Question

Cleaning/filtering RNA seq reads from novel species

0

Entering edit mode

3.7 years ago

Dunois ★ 2.5k

Hi all,

I am working with RNA seq reads from some novel eukaryotes from diverse phyla. I want to assemble the reads de novo but I'd like to clean the reads first.

I've checked the initial FastQC reports, and that GC content plot everyone refers to is multimodal for most of my samples.

I think I could filter out rRNA (if any is present) first using sortmerna.

But I'm a bit lost as to what to do next.

A lot of posts that I read here on BioStars suggest using BBSplit to map the reads against multiple references to bin them. I guess, ideally, in this case, I'd have to have a reference genome to bin against, or have some idea of what the contaminant(s) could be (so that I could use their genomes as references). But the problem is none of my organisms have a sequenced genome available. I don't know what contaminants could be present in them either (if it helps, these are all marine protists).

One idea I had in this regard is to assemble the transcriptomes first, and then Blast them against their nearest available phylogenetic neighbors. Then I'd retain everything that has a significant match, and throw away the rest as "contaminants". Problem is, I don't know if I should Blast against transcriptomes (fraught with lack of overlap due to different expression profiles), genomes (I have no clue how to even implement this), or proteins (the protein set available might not be complete, so I'd stand to lose novel sequences).

So my question is: what is the best way to filter/clean RNA seq reads in a situation like this? Are there any general guidelines or recommendations that I could follow, perhaps? Does anybody here have any experience in this? Any inputs and help would be much appreciated!

RNA-Seq sequencing Assembly denovo • 1.2k views

ADD COMMENT • link updated 3.6 years ago by Biostar 20 • written 3.7 years ago by Dunois ★ 2.5k

0

Entering edit mode

I am working with RNA seq reads from some novel eukaryotes from diverse phyla

Are these samples independent or is this a metagenomic sample where a single sample contains multiple organisms? You should only worry about cleaning the sequences of adapters (if the are present) if you are going to assemble them into individual transcriptomes. If this is a metatranscriptomic sample then the same advice would apply for step 1.

ADD REPLY • link 3.7 years ago by GenoMax 141k

0

Entering edit mode

Hi @genomax. These are independent samples--each sample is a different species (sequenced from a pool of individuals). Adapter filtering has already been performed. My main concern is that reads from transcriptomes of whatever organisms is present inside these guys (e.g., bacteria, or undigested small plankton they ate) would have been captured by the RNA seq, and would end up in the final assemblies. I'm concerned about this because the source individuals were taken from the wild directly, without any laboratory staging in-between before being sequenced. Should I not be concerned about this?

ADD REPLY • link 3.7 years ago by Dunois ★ 2.5k

0

Entering edit mode

Depending on the method used for RNAseq there is a good possibility that RNA from bacteria would be excluded (did you do poly-A capture, bacterial rRNA depletion?). Plankton may have tougher cell walls and thus may not contaminate the final RNA pool. Again would depend on how you treated your organism of interest to get its RNA. If there are other eukaryotes then those would be harder to exclude. Since you are working with a special sample you may need to do this analysis iteratively.

Start building the transcriptome (trinity?). Then use whatever sequences that may be available for nearest relatives (if genomes are available great, otherwise look in EST database at NCBI and get as many sequences as you can).
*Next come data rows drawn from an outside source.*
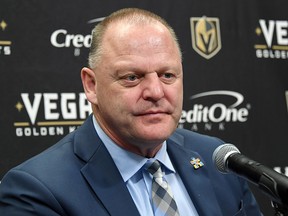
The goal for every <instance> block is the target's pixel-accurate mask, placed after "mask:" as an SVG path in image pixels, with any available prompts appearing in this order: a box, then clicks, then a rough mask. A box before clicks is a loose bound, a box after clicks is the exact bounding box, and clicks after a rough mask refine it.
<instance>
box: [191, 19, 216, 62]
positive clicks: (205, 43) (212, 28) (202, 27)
mask: <svg viewBox="0 0 288 216" xmlns="http://www.w3.org/2000/svg"><path fill="white" fill-rule="evenodd" d="M190 26H191V39H192V47H193V49H194V50H195V51H196V52H197V53H198V54H199V55H201V56H202V57H204V58H206V59H210V58H212V57H213V56H214V55H216V54H217V53H218V52H219V50H220V49H221V38H220V24H219V19H218V18H211V17H205V16H203V17H191V18H190Z"/></svg>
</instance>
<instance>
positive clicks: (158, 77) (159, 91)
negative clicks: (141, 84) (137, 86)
mask: <svg viewBox="0 0 288 216" xmlns="http://www.w3.org/2000/svg"><path fill="white" fill-rule="evenodd" d="M143 87H144V89H143V98H144V99H145V100H154V101H158V100H160V99H161V98H162V97H163V96H164V89H163V82H161V80H160V77H159V76H158V74H157V73H151V74H148V75H146V77H145V81H144V86H143Z"/></svg>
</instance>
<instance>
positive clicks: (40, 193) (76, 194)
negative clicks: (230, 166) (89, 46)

Identify sequences that hit the known in database and separate them out from your data. Then you will have to carefully weed through the remaining sequences to assess what may or many not be from the species you are interested in. The answer in any case may not be cut and dry.

ADD REPLY • link 3.7 years ago by GenoMax 141k

0

Entering edit mode

I believe the mRNA was acquired using poly-A capture (I didn't do the wet lab stuff, so I can't really tell, unfortunately).
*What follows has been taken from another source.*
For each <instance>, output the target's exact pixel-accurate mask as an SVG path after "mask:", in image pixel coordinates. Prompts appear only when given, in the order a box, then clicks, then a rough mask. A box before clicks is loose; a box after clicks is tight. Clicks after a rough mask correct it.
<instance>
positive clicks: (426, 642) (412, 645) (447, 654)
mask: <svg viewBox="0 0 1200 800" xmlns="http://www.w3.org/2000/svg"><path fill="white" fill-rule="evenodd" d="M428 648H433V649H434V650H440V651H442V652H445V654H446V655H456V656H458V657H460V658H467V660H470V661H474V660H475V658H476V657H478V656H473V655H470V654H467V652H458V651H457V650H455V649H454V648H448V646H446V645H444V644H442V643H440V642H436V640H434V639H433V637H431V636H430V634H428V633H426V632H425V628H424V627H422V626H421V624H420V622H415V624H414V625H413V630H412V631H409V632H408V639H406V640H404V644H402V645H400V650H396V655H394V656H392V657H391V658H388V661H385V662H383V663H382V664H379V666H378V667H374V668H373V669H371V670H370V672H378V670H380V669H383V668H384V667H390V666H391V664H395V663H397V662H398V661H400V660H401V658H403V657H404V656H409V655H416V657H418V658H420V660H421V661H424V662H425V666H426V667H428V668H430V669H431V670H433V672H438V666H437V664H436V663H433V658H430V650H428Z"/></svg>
I will try out what you've suggested. I was hoping I'd not have to do that, but as you pointed out, this is probably not going to be cut and dry.

I had one more idea on how to approach filtering out the contaminants, and it'd be nice if you could voice your thoughts on it. Say, for example, that the sample in question is a nematode of some sort. So what if I map the reads (not the assemblies?) with a tool like Kraken2 against a database like RefSeq, and keep only whatever doesn't map those databases for downstream assembly?

ADD REPLY • link 3.7 years ago by Dunois ★ 2.5k

0

Entering edit mode

So what if I map the reads (not the assemblies?) with a tool like Kraken2 against a database like RefSeq,

You could try it out but I have some doubts as to how well this will work. Short reads may map across many different sequences in RefSeq even if they did not originate from that organism. If you want to do that with the assemblies then it may be more reasonable.

Some contaminants would be obvious and you can tackle them easily post-assembly. Others are going to be harder to discriminate.